The Square celebrated its sixth annual Cajun Crawfish Festival earlier this year, and will be home to the Church Health Center’s Rock for Love and Indie Memphis Film Festival later this fall. Loeb is also exploring the idea of 5Ks, sporting events and even a rendition of the famous Overton Square Christmas parade.
“I see my job as being the implementer of other people’s great ideas,” Holtzclaw said. “What are the types of things that we think that we can do that will differentiate us and make Overton Square a destination in a different way than a lot of the other great neighborhoods that Memphis already has.”
“Some people are talking about the resurrection of Overton Square, but to a lot of us, that’s where we were. That’s where we dated, we hung out, we got in trouble or not in trouble. It’s kind of fun all of these years later helping design this thing. It’s recreating history again in a new way, and we think the building’s going to be really, really cool.”

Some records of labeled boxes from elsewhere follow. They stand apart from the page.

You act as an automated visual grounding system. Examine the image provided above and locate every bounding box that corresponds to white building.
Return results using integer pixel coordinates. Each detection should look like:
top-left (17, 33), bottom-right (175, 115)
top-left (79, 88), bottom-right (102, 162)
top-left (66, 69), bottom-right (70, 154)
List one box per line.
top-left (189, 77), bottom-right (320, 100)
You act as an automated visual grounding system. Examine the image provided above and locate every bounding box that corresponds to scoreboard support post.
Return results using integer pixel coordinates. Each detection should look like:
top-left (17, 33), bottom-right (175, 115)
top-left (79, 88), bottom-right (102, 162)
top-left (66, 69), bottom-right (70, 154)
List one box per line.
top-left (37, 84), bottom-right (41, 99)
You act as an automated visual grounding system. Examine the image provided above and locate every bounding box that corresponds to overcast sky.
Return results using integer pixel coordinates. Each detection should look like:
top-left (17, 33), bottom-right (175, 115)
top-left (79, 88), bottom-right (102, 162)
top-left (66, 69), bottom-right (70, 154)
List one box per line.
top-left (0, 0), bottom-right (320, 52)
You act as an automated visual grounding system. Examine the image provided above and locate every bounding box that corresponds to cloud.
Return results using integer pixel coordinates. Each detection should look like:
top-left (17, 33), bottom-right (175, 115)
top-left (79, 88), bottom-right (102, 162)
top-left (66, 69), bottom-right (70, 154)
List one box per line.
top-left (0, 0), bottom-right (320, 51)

– Barry Yoakum, Founding principal, archimania
Urban retail consultant Bob Gibbs knows Overton Square’s days are numbered in becoming that destination. In his recent speech to the Urban Land Institute Memphis on sustainable development and neighborhood commercial centers, he told the crowd that Memphis has the opportunity in Midtown and its districts to “outperform (its) market.”
“I think there’s a lot of people that are bored out of their brains in the suburbs that like your Cooper-Young, will like the Broad Street and will like some of these other areas,” Gibbs said. “This Madison Avenue area is very cool. You have Overton Square, which is coming online with cinema, it’s going to be a great entertainment district. This seems to have a lot of promise for restaurants, but also I think for some really good specialty retailers, some fashion and sporting goods.”
Loeb is shooting for one-third of the Square to be retail shops and will acquire additional assemblage outside of the acreage it acquired if it sees fit.
The Square inked its first new tenant in May with Local Gastropub, which come September will occupy the two-story space that housed Yosemite’s Sam’s for nearly 40 years at 2126 Madison. A disco-turned-late-night karaoke bar, Yosemite Sam’s was the longest-running existing business in the Square before closing its doors last August.
Matt Prince, senior vice president of Loeb, said the deal with Local is the “first step in an effort that will not only revive Overton Square but surpass our memories of it.”
Loeb is also talking with prospects for the former Paulette’s space at 2110 Madison, and has the adjoining “gingerbread house” under a letter of intent contract with a breakfast and coffee shop. In addition to the majority of the Square’s existing businesses getting revamped, Boscos Squared and Memphis Pizza Cafe are pursuing expansions.
Then there’s the retail activity taking shape outside of the Square’s limits. Taylor Berger, partner in YoLo Frozen Yogurt & Gelato, plans to open a new gourmet hotdog and Mexican eatery concept called Chiwawa in the old Chicago Pizza Factory space along with six other partners by fall.
The 4,800-square-foot space has been vacant since the late-1980s. It’s just a few blocks west of Berger’s highest performing YoLo location (of 11 regionally) at 6 S. Cooper St.
What’s more, a Five Guy’s Burgers and Fries is in the works for 2100 Union Ave., in the former Mid-South Title Loans space owned by Caruthers Group LLC. The space is across the street from Holiday Deli & Ham Co., a tenant of Loeb’s that’s in the midst of adding a drive-through and additional parking for its high-performing location.
The Square’s neighboring properties are all a feather in the cap for Loeb, whose company is recreating the linchpin between Overton Park and Midtown – and for the city as a whole.
It’s a concept that’s ever-evolving, yet already promising.
“We’ve got three chain operator restaurants that have multiple locations – Bosco’s, Memphis Pizza Cafe and YoLo,” Loeb said. “It’s the best store in each one of their chains.”